Date: 4/10/2020
Attendees: Bharath, Peter, Vignesh, Seyone, Akshay
Summary: Bharath fixed the major issues remaining in the TF2.X PR and got that merged in. The graph convolutions and weave models now appear to be working fine. The DAG models appear to converge slowly, but the original paper notes slow convergence so this may be fine. He’s now working through cleaning up the examples. There’s a lot of examples so this will take a while.
Peter’s finished the book code fixes with the TF2.X fix now in (PR). With this fix in, the book code now all runs on the latest DeepChem.
Vignesh is finishing his thesis next week and should have time starting then on to hack on DeepChem. He’s planning to clean up the ChemCeption scripts and the transfer learning framework after finishing his thesis work.
Akshay’s a new attendee on the calls. He’s an undergrad researcher at IIT Roorkee who’s interested in applying deep learning methods to molecule and materials design. He just submitted an implementation of MolDQN in PyTorch to the TorchChem repo. Bharath mentioned that once he’s got the examples cleaned up in the main deepchem repo, he’s planning to do a pass back on torchchem and get it into a stable state. It’s currently a raw mix of code.

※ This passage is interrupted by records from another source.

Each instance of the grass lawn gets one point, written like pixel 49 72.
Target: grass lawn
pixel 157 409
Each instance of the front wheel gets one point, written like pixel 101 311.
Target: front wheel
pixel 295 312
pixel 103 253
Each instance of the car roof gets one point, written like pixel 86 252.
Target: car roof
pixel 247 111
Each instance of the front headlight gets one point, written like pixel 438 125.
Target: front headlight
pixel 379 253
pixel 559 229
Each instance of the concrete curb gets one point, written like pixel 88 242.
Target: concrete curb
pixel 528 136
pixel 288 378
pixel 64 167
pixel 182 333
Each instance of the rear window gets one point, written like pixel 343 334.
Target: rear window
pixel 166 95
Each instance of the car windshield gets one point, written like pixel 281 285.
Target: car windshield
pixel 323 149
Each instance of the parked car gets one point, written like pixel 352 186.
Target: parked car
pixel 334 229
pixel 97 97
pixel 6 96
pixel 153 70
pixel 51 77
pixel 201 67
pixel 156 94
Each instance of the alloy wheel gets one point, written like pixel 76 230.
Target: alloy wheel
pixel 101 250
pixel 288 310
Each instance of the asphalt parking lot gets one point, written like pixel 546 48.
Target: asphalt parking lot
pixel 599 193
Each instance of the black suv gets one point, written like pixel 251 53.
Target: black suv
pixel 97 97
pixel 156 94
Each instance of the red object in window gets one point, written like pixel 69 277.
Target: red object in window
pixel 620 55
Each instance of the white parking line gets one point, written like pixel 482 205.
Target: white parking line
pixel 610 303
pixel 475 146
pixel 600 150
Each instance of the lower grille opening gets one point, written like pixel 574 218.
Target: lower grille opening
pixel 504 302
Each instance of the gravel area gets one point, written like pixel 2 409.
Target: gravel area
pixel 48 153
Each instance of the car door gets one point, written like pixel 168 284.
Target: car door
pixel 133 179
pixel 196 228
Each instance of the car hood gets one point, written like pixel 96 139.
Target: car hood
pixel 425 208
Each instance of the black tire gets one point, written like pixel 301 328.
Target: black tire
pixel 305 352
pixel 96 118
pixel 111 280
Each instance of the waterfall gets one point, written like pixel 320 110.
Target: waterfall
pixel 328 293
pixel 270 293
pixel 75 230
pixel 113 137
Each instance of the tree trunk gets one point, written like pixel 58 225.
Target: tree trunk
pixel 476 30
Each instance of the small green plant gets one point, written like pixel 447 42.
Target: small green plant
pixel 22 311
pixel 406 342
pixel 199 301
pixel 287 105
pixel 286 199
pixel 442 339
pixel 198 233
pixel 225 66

Seyone’s got a first crack at a tutorial for applying BERT-style methods to molecular prediction (ChemBERTa). ChemBERTa weights are now uploaded onto HuggingFace and can work for the task of filling in masked atoms on molecules. He’s planning to try them on downstream challenges like Tox21 property prediction next.

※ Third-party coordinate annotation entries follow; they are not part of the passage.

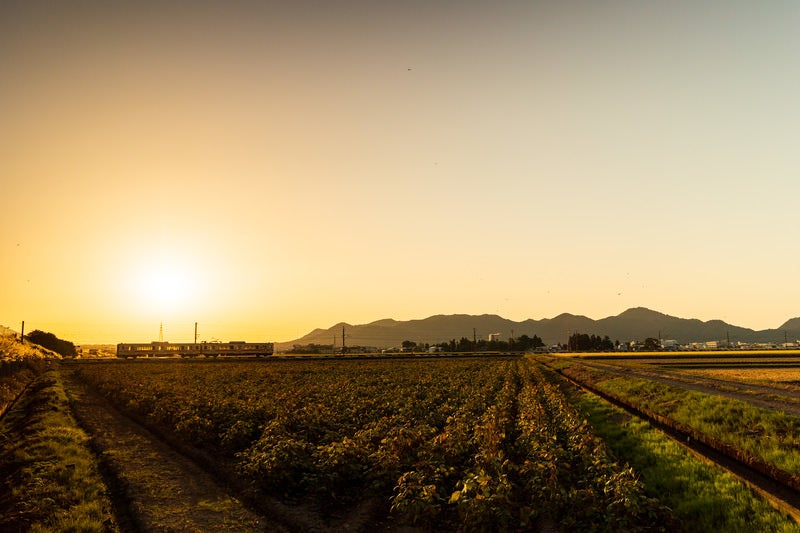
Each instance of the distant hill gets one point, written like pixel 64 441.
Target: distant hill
pixel 634 324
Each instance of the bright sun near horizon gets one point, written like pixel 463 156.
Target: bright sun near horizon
pixel 266 168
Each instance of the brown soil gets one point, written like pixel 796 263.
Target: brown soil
pixel 779 397
pixel 156 488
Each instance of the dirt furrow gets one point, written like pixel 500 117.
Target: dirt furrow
pixel 158 488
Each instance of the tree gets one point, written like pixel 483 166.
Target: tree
pixel 51 342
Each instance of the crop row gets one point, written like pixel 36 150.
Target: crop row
pixel 471 443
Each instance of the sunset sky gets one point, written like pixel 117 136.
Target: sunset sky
pixel 267 168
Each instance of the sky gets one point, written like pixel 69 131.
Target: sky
pixel 268 168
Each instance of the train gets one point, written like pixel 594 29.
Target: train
pixel 127 350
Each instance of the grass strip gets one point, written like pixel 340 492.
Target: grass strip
pixel 770 435
pixel 49 476
pixel 703 497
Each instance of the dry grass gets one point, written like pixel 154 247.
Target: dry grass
pixel 752 375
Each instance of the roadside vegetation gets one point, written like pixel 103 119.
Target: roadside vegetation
pixel 49 475
pixel 699 493
pixel 770 435
pixel 450 444
pixel 20 363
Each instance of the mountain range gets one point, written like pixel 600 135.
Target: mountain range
pixel 634 324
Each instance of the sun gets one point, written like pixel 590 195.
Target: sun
pixel 165 286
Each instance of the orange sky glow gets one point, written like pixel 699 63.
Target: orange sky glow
pixel 267 168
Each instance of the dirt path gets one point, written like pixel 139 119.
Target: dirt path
pixel 157 488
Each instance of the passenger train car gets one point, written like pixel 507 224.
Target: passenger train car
pixel 190 349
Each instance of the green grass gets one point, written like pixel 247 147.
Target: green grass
pixel 771 435
pixel 704 497
pixel 49 472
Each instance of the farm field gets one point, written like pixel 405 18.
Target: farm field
pixel 461 444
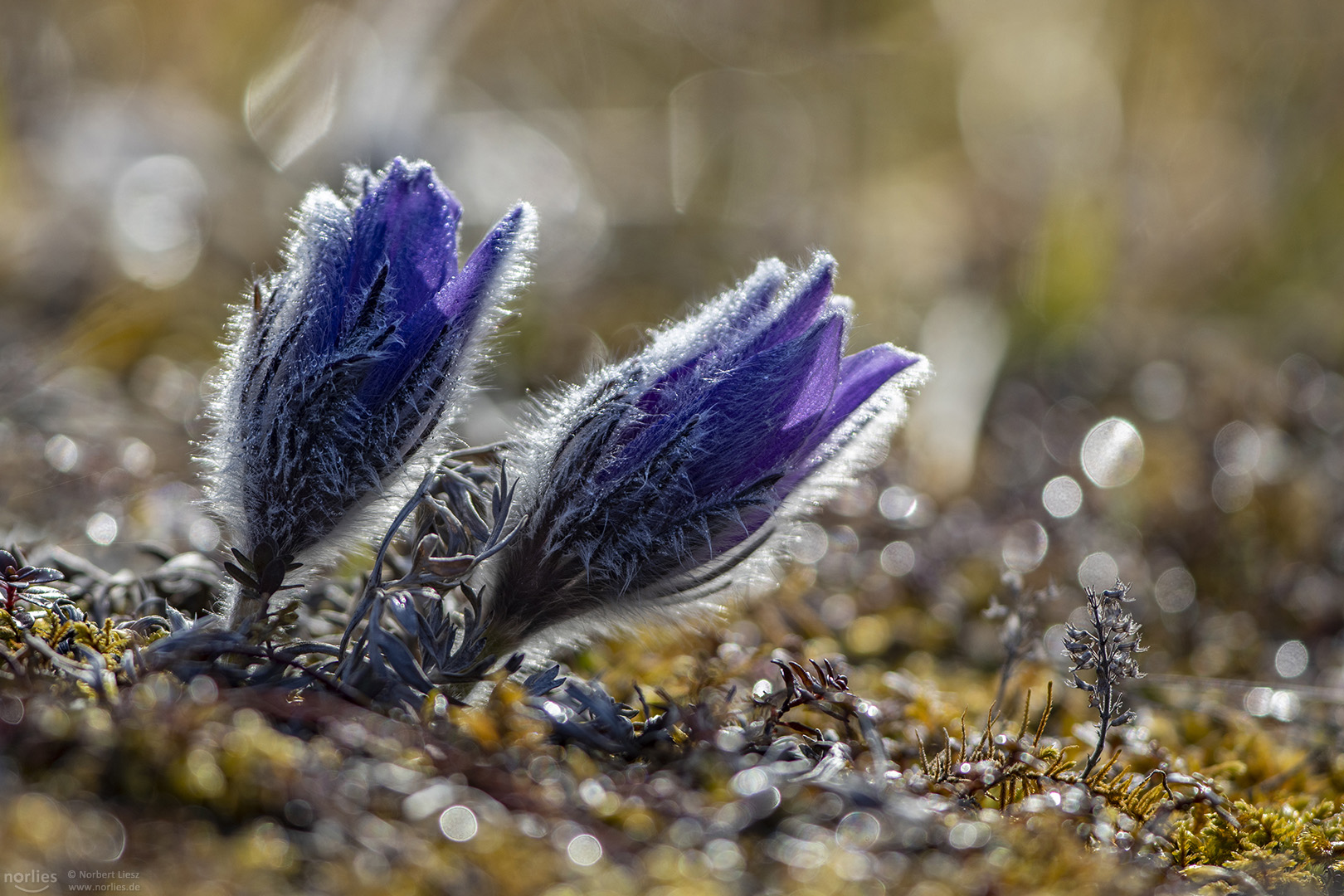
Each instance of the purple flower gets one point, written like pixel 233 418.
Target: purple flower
pixel 672 476
pixel 344 370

Bharath mentioned that there’s an intriguing connection between ChemCeption and ChemBERTa as two methods for using transfer learning techniques from vision and NLP respectively. He asked whether it might be possible to use contrastive learning techniques on ChemCeption. Vignesh said that it might be possible to adapt SimCLR methods there. Bharath commented that in general, it might be useful to expand DeepChem’s support for transfer learning to make it more useful for practitioners with small datasets.